Kirk figures the rules of the art world weren’t built for people like her — a biracial, queer woman of color. She has carved out her own path in representing her community and keeping a team of women around her willing to push boundaries.
“It’s the unnecessary obstacles that women have to cross, especially in the public space,” Kirk says. “Constantly dealing with harassment, men coming up and questioning our skills, asking if we need help.”
Pilsen is home to much of Kirk’s work. But her footprint also extends to Little Village, Bronzeville, Humboldt Park, Hermosa and Logan Square and beyond. Her work also can be seen in Michigan, New York and even North Africa.
Kirk says one of the highlights of her professional life was a month-long trip she and her wife Jenny Q took last year to Casablanca, Morocco, where they used that time to connect with and learn from people there.
Those connections helped conceptualize the five-story mural “Sister Cities” they created on the coast of Casablanca. The mural — celebrating women, unity and friendship — depicts two women with flowing blue hair. Their faces are painted shades of brown, a staple of Kirk’s work.
The mural stands as one of Kirk’s proudest achievements. It also was the most difficult thing she’s done, she says, because that country’s anti-LGBTQ laws kept her from being her authentic self. Kirk has spent her career fighting for visibility and equal rights but, in Casablanca, couldn’t even show affection for her wife in public.
“But Morocco is only one place,” Kirk says. “Any time we are planning a trip or vacation, we have to think about those things.”
Wherever she goes, Kirk says her South Side origins help define her perspective. But she says talking with people who live in a given neighborhood helps her to create art that will stay relevant.
“It was important to incorporate the input of the community, and they felt it was crucial for the ‘Logan Square Mural,’ ” Ald. Carlos Ramirez-Rosa (35th) says of a work that depicts the neighborhood before gentrification. “They spoke about the themes in our neighborhood and the fears, like gentrification and displacement.”
Ramirez-Rosa and a team commissioned Kirk and artist Sandra Antongiorgi to paint the mural at the CTA’s Logan Square Blue Line stop’s bus turnaround. The piece was part of former Mayor Rahm Emanuel’s 2017 “Year of Public Art.”

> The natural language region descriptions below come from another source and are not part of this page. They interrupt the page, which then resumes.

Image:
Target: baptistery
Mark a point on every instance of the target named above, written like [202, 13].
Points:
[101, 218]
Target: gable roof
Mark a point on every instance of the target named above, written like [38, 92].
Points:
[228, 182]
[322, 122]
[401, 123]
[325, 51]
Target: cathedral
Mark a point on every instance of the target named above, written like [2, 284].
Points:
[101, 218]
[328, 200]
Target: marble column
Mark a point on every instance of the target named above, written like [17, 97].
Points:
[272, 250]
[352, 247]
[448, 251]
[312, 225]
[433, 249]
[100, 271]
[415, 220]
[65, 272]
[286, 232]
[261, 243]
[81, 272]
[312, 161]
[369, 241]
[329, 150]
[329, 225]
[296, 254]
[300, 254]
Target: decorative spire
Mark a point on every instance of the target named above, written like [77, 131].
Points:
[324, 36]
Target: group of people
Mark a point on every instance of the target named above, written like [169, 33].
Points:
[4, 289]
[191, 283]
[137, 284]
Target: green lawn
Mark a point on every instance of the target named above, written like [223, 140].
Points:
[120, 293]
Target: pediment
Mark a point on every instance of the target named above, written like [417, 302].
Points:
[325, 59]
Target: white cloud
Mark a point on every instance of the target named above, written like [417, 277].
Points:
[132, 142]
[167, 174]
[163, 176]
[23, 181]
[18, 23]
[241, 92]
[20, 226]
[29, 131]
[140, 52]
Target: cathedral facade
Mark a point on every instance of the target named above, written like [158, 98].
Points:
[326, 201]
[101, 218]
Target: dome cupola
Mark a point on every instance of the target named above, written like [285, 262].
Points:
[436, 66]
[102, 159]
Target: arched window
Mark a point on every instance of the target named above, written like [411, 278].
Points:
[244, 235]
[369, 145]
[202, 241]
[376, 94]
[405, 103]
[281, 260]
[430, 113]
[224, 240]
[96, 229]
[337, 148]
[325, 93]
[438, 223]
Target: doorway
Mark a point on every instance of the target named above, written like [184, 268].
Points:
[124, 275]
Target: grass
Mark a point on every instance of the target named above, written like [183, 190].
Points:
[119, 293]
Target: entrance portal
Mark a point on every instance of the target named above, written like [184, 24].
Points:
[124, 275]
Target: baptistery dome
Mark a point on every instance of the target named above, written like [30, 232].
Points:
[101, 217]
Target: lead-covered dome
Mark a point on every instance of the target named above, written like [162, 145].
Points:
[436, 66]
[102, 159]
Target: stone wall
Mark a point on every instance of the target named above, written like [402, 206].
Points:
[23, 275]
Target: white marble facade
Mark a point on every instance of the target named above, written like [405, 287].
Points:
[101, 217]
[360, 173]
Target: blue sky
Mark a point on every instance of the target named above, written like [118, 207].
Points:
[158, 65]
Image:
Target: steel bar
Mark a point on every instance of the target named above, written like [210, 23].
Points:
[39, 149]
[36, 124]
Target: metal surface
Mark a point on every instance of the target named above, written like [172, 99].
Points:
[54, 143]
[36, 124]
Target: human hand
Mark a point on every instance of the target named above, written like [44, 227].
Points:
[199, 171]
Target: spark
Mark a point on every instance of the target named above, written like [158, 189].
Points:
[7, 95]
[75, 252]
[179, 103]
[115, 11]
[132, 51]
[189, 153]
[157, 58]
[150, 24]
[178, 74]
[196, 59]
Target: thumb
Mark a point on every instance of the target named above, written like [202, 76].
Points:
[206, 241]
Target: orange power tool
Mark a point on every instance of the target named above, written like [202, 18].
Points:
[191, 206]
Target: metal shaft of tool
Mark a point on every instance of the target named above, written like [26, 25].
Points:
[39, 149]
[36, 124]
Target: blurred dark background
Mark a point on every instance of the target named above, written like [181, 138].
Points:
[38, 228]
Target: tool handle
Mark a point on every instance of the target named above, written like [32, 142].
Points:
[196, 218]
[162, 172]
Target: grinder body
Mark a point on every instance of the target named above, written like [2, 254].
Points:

“You see landmarks of the community, the faces of the people that call Logan Square home, and you see its historic overtures,” Ramirez-Rosa says. “I think it’s a very beautiful, vibrant piece of the diverse neighborhood we are aspiring to be.”
As Pilsen, Logan Square and other rapidly gentrifying neighborhoods undergo change, Kirk says she hopes public art like hers will inspire new residents to ask about the murals, who created them and what was going on when the murals were created.
“Murals allows us to understand the history of our neighborhoods,” Kirk says. “We think about all of the opportunities that were not given to black and brown people as far as owning and buying property, like how redlining has affected communities of color here.
“I feel a mural can spark that conversation and almost give a history lesson.”
Take Kirk’s first mural. Painted in 2010, “The Culture Clash,” at 1708 S. Ashland Ave., addresses housing displacement.
Another mural, “Si Se Puede” at 1306 S. Michigan Ave., is a nod to the labor movement.
Another, “Power to the People,” at State Street and Lake Street, celebrates women in construction trades.
Some of her paintings highlight a neighborhood’s unsung heroes, like “Pilseneros,” showing a paletero — an ice-cream man — and the smiles that embrace him.